Bohr modeli mükemmel değildi. Sadece hidrojenin spektral çizgilerini tahmin edebilmiştir. Birden fazla elektronu olan atomları tahmin edememiştir. Dahası, spektrografik teknolojinin gelişmesi ile birlikte, Bohr modelinin açıklayamayacağı hidrojenin ekstra tayf çizgileri bulunmuştur. 1916'da, Arnold Sommerfeld bu ekstra tayf çizgilerini açıklayabilmek için Bohr modeline eliptik yörüngeler eklemiş, fakat bu da modeli kullanılması çok zor bir hale sokmuştur ve yine de daha karmaşık atomları açıklayamamıştır.

İzotopların keşfi

Radyoaktivite ile oluşan ürünler üzerine deneyler gerçekleştirirken, 1913 yılında radyokimyacı Frederick Soddy, periyodik tablodaki yerlerde birden fazla elementin olabildiğini fark etmiştir.[20] İzotop kelimesi literatüre Margaret Todd tarafından uygun bir isim olarak kazandırılmıştır.

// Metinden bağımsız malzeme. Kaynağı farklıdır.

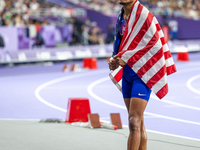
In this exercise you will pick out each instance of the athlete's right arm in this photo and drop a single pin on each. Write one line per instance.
(112, 64)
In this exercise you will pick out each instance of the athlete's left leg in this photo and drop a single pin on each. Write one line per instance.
(143, 141)
(136, 110)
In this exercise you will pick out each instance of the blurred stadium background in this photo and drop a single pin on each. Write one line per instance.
(48, 30)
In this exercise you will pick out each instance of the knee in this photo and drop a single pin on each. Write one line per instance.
(134, 123)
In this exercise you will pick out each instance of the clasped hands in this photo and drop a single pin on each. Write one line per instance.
(116, 62)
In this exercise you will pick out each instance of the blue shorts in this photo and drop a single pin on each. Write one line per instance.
(133, 86)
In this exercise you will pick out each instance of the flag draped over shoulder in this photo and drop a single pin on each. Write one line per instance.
(145, 50)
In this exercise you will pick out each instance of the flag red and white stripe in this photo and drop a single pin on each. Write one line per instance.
(145, 50)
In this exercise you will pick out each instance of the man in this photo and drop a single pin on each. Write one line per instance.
(140, 64)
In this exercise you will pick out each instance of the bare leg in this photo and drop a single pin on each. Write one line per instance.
(135, 107)
(143, 142)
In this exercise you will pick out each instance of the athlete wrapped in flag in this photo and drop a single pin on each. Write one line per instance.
(140, 64)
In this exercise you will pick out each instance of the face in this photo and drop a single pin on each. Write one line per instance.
(125, 2)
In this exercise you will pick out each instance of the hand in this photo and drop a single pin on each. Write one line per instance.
(113, 65)
(119, 61)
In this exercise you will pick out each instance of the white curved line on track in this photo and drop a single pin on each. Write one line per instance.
(91, 86)
(190, 86)
(38, 89)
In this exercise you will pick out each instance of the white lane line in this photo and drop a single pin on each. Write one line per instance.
(91, 86)
(190, 86)
(174, 103)
(38, 89)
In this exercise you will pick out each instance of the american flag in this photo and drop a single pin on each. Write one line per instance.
(144, 49)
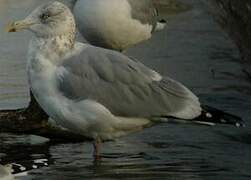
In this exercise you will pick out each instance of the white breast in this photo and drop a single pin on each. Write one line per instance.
(109, 23)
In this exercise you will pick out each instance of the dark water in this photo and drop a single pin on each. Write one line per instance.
(193, 50)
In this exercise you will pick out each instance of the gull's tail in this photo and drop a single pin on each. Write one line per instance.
(212, 116)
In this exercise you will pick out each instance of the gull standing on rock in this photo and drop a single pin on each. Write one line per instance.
(100, 93)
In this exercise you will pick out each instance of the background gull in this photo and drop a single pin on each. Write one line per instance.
(116, 24)
(100, 93)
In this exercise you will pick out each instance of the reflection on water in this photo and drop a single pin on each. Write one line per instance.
(193, 50)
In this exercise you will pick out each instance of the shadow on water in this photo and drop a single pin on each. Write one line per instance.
(74, 161)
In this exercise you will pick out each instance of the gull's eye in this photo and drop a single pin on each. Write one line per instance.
(44, 16)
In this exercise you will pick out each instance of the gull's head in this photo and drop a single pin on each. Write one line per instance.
(49, 20)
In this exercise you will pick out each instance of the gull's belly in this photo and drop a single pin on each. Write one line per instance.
(109, 23)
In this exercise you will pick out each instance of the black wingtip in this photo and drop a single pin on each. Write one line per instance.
(213, 115)
(163, 21)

Aynı yıl, J.J. Thomson'ın neon iyonlarını elektrik ve manyetik alanlardan geçirerek diğer uçta fotografik levhalara düşürdüğü bir deney yapmaktaydı. Thomson, levha üzerinde iki parlayan nokta gördü, bunun anlamı iki ayrı sapmaya uğranmasıydı. Thomson daha sonra bunun bazı neon atomlarının farklı kütleye sahip olmasından dolayı olduğu sonucuna vardı.[21] Bu farklı kütlelerin kaynağı daha sonra 1932 yılında nötronların keşfiyle açıklanabilecekti.

Nükleer parçacıkların keşfi

1917 yılında Rutherford, azot gazını alfa parçacıklarıyla bombaladı ve gazın içerisinden hidrojenin yayıldığını gözlemledi (Rutherford hemen fark etti, çünkü daha önce hidrojeni alfa parçacıklarıyla bombalamış ve hidrojen çekirdeğinin son oluşan ürünler arasında olduğunu gözlemlemişti) Rutherford bu hidrojen çekirdeklerinin bizzat azot çekirdeklerinden ayrıldığı sonucuna vardı. (aslında, Rutherford azotu bölmüştü).[22]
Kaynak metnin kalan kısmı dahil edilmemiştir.